Article published in:Language Structure and Environment: Social, cultural, and natural factors
Edited by Rik De Busser and Randy J. LaPolla
[Cognitive Linguistic Studies in Cultural Contexts 6] 2015
► pp. 99–130
Chapter 5. The cultural bases of linguistic form
The development of Nanti quotative evidentials
Culture-driven grammaticalization theory posits that cultural influence on linguistic form is mediated by the emergence of communicative practices which increase the frequency of particular lexical items, pragmatic inferences, and patterns of discourse, thereby putting in place a crucial pre-condition for their grammaticalization. The goal of this chapter is to contribute to the development of culture-driven grammaticalization theory by developing an account of the cultural basis for the grammaticalization of quotative evidentials in Nanti, an Arawak language of lowland southeastern Peru.
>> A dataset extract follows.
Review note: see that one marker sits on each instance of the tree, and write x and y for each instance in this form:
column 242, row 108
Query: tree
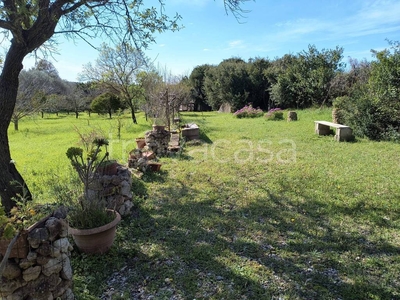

In particular, it is argued that Nanti quotative evidentials grammaticalized from inflected verbs of speaking that achieved high discourse frequencies due to communicative practices that link respectful communicative conduct towards others with the avoidance of speculation about others’ actions and internal states. As part of this communicative practice, Nantis largely restrict their discussion of others’ actions and internal states to two domains: reported speech regarding others’ actions and internal states, and actions that they witnessed themselves, which can also serve to index internal states.